In this analysis, I explored a dataset consisting of 227 countries and 20 features. I explored interesting correlations, patterns and trends within the data and then built a model that was able to predict GDP per capita based upon the other features. Finally, I created an interactive web app that allows users to adjust the input parameters before estimating the GDP per capita.
Click here to view the notebook in nbviewer
-
phones_per_1000 appeared to have a strong positive correlation with gdp_per_capita_usd.
-
agriculture appeared to be negatively correlated with gdp_per_capita_usd.
-
The agriculture sector made up the smallest proportion (10% or less) of most countries' economies, whereas the service sector made up a much larger proportion (40–80%).
-
Luxembourg had a considerably higher GDP per capita than all other countries, even amongst other countries within the top 10 highest GDP per capita.
With GDP per capita ranging between $500 and $55,100, the best model for predicting GDP per capita was the Gradient Boosting model with an RMSE of $2389.22. The Random Forest model scored similarly with an RMSE of $2413.10. The worst model was the Support Vector Regressor with an RMSE of $4030.28.
Models | Best MAE | Best RMSE | Best R² | Data Split Used |
---|---|---|---|---|
Linear Regression | 2317.30 | 3129.05 | 0.88 | Selected Features, Log Transformed |
Ridge Regression (L2) | 2557.40 | 3187.32 | 0.88 | All Features, with Scaling |
Lasso Regression (L1) | 2692.61 | 3490.58 | 0.85 | All Features, with Scaling |
Support Vector Regression | 2880.74 | 4030.28 | 0.80 | Selected Features, Log Transformed |
Random Forest | 1708.67 | 2413.10 | 0.93 | All Features, No Scaling |
Gradient Boosting | 1561.26 | 2389.22 | 0.93 | Selected Features, No Scaling |
Python Version: 3.8.5
Packages: pandas, numpy, matplotlib, seaborn, scikit-learn, statsmodels, yellowbrick, pickle, streamlit
The dataset used in this analysis was taken from Kaggle courtesy of Fernando Lasso. However, the data is sourced originally from the CIA World Factbook which provides information on the history, people and society, government, economy, energy, geography, communications, transportation, military, and transnational issues for world entities.
For the dataset used in this analysis, visit: https://www.kaggle.com/fernandol/countries-of-the-world
For more information on the CIA World Factbook, visit: https://www.cia.gov/library/publications/the-world-factbook/
Below are a few highlights from the analysis.
We analysed feature importance and found that agriculture appeared to be the most important feature followed by region_WESTERN EUROPE.
After training all of our models, I pickled the best model which used all of the features (Random Forest). I then used Streamlit to create an interactive web app which allows users to adjust the input parameters and predict GDP per capita using the trained Random Forest model. Finally, I deployed the app using Heroku.

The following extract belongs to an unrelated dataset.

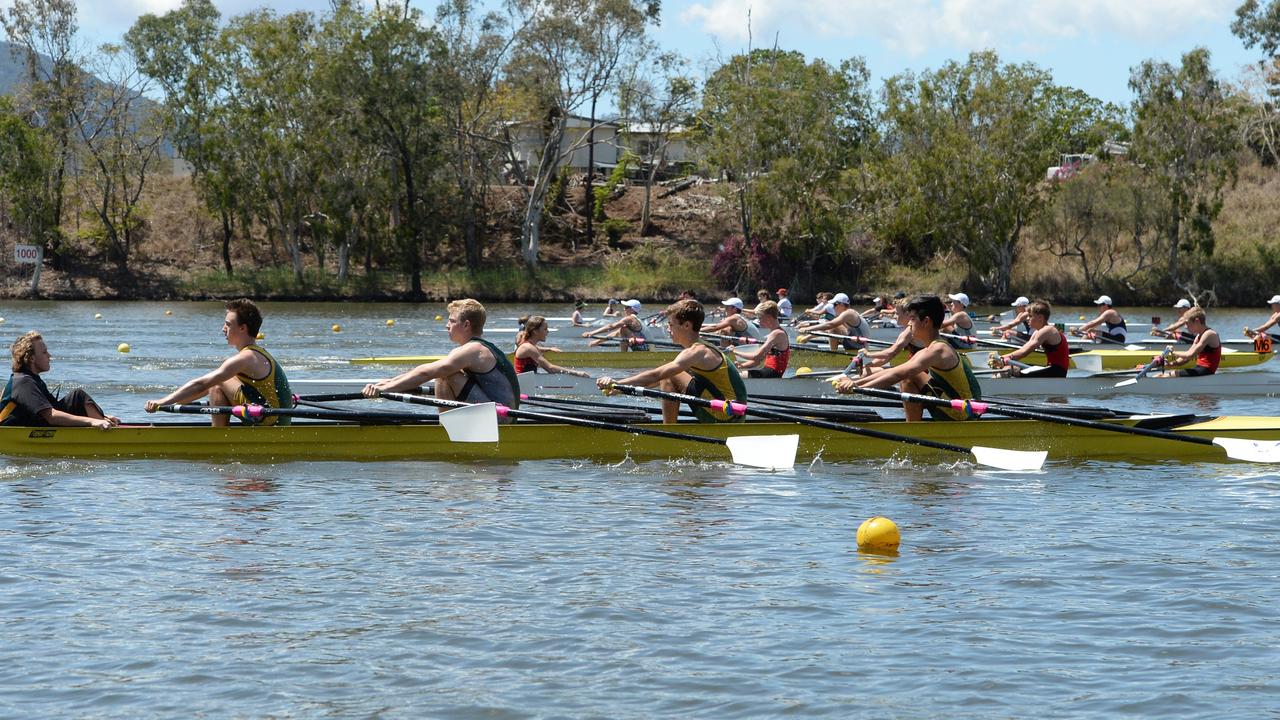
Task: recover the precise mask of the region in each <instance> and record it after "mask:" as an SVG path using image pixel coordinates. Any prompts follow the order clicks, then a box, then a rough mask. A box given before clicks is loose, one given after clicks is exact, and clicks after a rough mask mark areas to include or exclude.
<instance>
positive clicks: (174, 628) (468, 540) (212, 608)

If we had more time and computational resources, we could potentially improve our results even further by exploring other models and also experimenting with different hyperparameters.
We could also investigate more of the correlations to gain a better understanding of their relationship. For example, phones_per_1000 had a strong positive correlation with GDP per capita but it wasn't clear why.
Finally, as this dataset is somewhat outdated, it would be interesting to do a similar analysis on the most recent data. We could then compare the results to explore differences, similarities and trends.